We first notice that $a_n = \frac{1}{n!}$ in our power series, and applying the rule above we have that

(1)
\begin{align} \quad \lim_{n \to \infty} \biggr \rvert \frac{a_{n+1}}{a_n} \biggr \rvert = \lim_{n \to \infty} \biggr \rvert \frac{\frac{1}{(n+1)!}}{\frac{1}{n!}} \biggr \rvert = \lim_{n \to \infty} \biggr \rvert \frac{n!}{(n+1)!} = \lim_{n \to \infty} \frac{1}{n+1} = 0 \end{align}

Therefore the radius of convergence of this power series is $R = \infty$.

## Example 2

Determine the radius of convergence of the power series $\sum_{n=0}^{\infty} \frac{(3x + 4)^n}{(n^3 + 2)3^n}$.

Let's first rewrite this power series as $\sum_{n=0}^{\infty} \frac{(3x + 4)^n}{(n^3 + 2)3^n} = \sum_{n=0}^{\infty} \frac{1}{n^3 + 2} \left ( \frac{3x + 4}{3} \right )^n = \sum_{n=0}^{\infty} \frac{1}{n^3 + 2} \left ( x + \frac{4}{3} \right )^n$.
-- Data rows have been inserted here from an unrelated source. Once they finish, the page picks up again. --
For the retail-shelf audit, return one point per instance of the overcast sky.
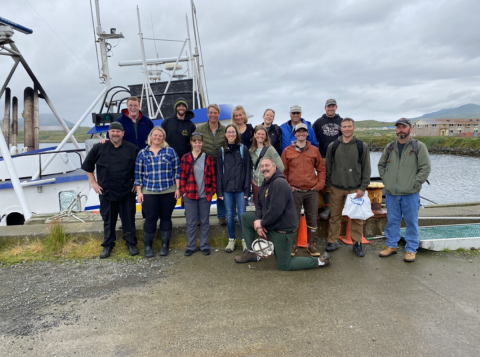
(379, 59)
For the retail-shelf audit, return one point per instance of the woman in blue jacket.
(233, 180)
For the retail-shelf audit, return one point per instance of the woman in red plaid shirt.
(197, 187)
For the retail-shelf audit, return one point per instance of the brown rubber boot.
(312, 236)
(387, 252)
(294, 245)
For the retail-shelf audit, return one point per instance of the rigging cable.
(201, 55)
(95, 41)
(61, 40)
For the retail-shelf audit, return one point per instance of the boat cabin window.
(66, 197)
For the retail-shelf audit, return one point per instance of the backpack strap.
(360, 150)
(223, 155)
(389, 152)
(359, 144)
(336, 143)
(260, 157)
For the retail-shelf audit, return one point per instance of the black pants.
(155, 206)
(109, 211)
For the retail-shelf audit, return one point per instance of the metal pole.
(28, 141)
(69, 135)
(46, 98)
(14, 121)
(6, 118)
(173, 73)
(193, 64)
(200, 78)
(103, 47)
(144, 61)
(16, 59)
(14, 179)
(36, 119)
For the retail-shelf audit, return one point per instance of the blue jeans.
(221, 212)
(407, 207)
(229, 201)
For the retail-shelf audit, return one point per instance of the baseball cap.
(116, 125)
(295, 109)
(404, 121)
(300, 126)
(180, 101)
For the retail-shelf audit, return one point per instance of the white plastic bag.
(358, 208)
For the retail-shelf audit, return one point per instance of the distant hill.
(464, 111)
(372, 124)
(45, 120)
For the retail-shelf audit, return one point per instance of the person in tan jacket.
(305, 173)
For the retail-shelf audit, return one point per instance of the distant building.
(446, 127)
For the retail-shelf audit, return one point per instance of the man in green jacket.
(348, 171)
(213, 137)
(403, 167)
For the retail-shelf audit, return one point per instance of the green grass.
(59, 246)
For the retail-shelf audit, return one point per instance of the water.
(452, 179)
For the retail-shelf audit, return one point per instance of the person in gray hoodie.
(348, 171)
(276, 219)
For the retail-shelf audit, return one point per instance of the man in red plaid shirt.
(197, 187)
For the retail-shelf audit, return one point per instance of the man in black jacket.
(179, 128)
(327, 129)
(115, 164)
(276, 220)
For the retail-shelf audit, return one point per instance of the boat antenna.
(95, 41)
(197, 33)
Now we note that $a_n = \frac{1}{n^3 + 2}$, and using the ratio test:

(2)
\begin{align} \quad \lim_{n \to \infty} \biggr \rvert \frac{a_{n+1}}{a_{n}} \biggr \rvert = \lim_{n \to \infty} \biggr \rvert \frac{\frac{1}{(n+1)^3 + 2}}{\frac{1}{n^3 + 2}} \biggr \rvert = \lim_{n \to \infty} \frac{n^3 + 2}{(n+1)^3 + 2} = 1 \end{align}

So the radius of convergence is $R = \frac{1}{L} = 1$.

## Example 3

Determine the radius of convergence of the power series $\sum_{n=0}^{\infty} \frac{n!(5x + 3)^n}{(n+1)^2 + 4n}$.
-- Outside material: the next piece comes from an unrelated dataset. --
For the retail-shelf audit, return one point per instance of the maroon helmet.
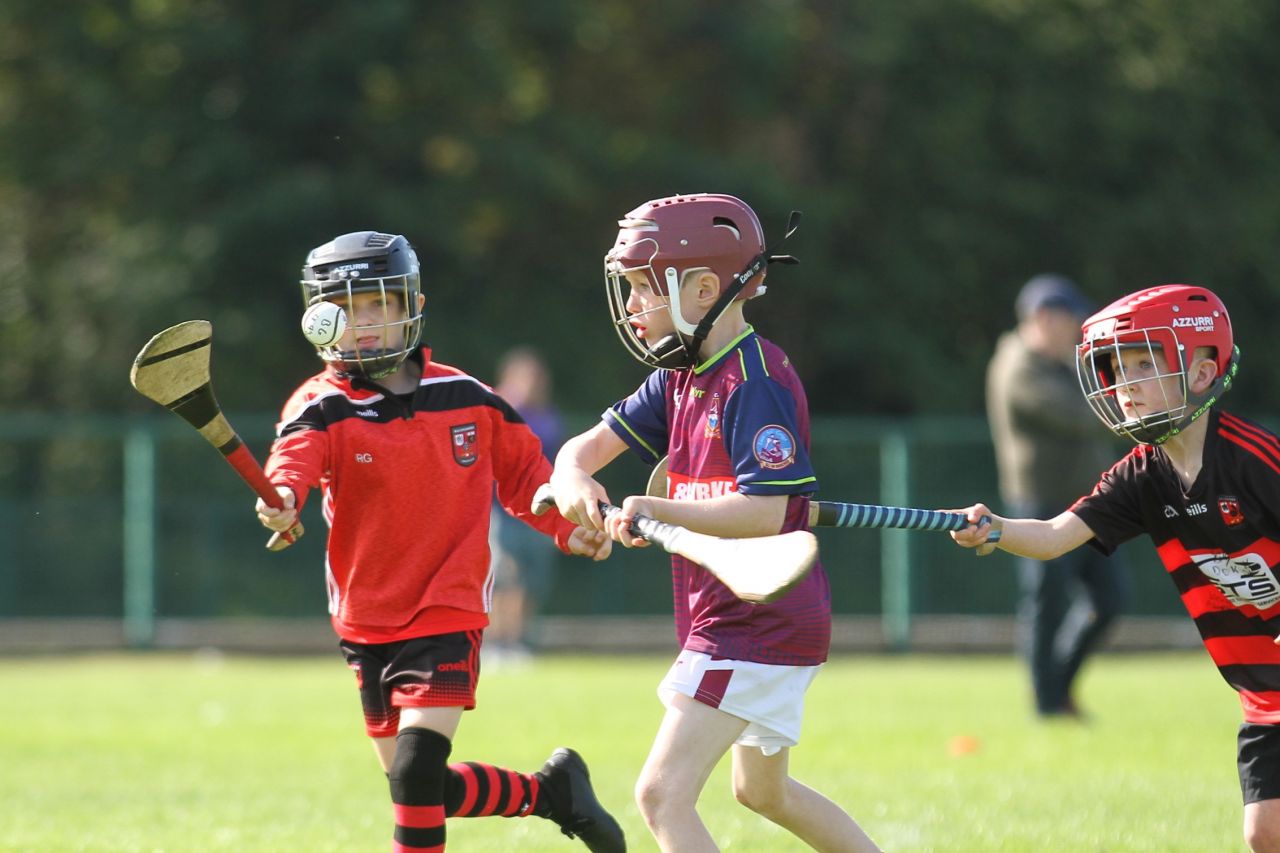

Let's first rewrite this series as $\sum_{n=0}^{\infty} \frac{n!(5x + 3)^n}{(n+1)^2 + 4n} = \sum_{n=0}^{\infty} \frac{n!}{(n+1)^2 + 4n} (5x + 3)^n = \sum_{n=0}^{\infty}\frac{n!}{(n+1)^2 + 4n} \left (5 \left (x + \frac{3}{5} \right ) \right)^n = \sum_{n=0}^{\infty}\frac{5^nn!}{(n+1)^2 + 4n} \left (x + \frac{3}{5} \right)^n$.

Now we can see that $a_n = \frac{5^nn!}{(n+1)^2 + 4n}$. Using the ratio test to find the radius of convergence we have:

(3)
\begin{align} \quad \lim_{n \to \infty} \biggr \rvert \frac{a_{n+1}}{a_n} \biggr \rvert = \lim_{n \to \infty} \biggr \rvert \frac{\frac{5^{n+1}(n+1)!}{(n+2)^2 + 4(n+1)}}{\frac{5^nn!}{(n+1)^2 + 4n}} \biggr \rvert = \lim_{n \to \infty} \biggr \rvert \frac{5^{n+1}(n+1)!\left [ (n+1)^2 +4n \right ]}{\left [ (n+2)^2 + 4(n+1)\right] 5^n n!} \biggr \rvert = \lim_{n \to \infty} \frac{5(n+1)[(n+1)^2 + 4n]}{[(n+2)^2 + 4(n+1)]} = \infty \end{align}

Therefore the radius of convergence $R = 0$.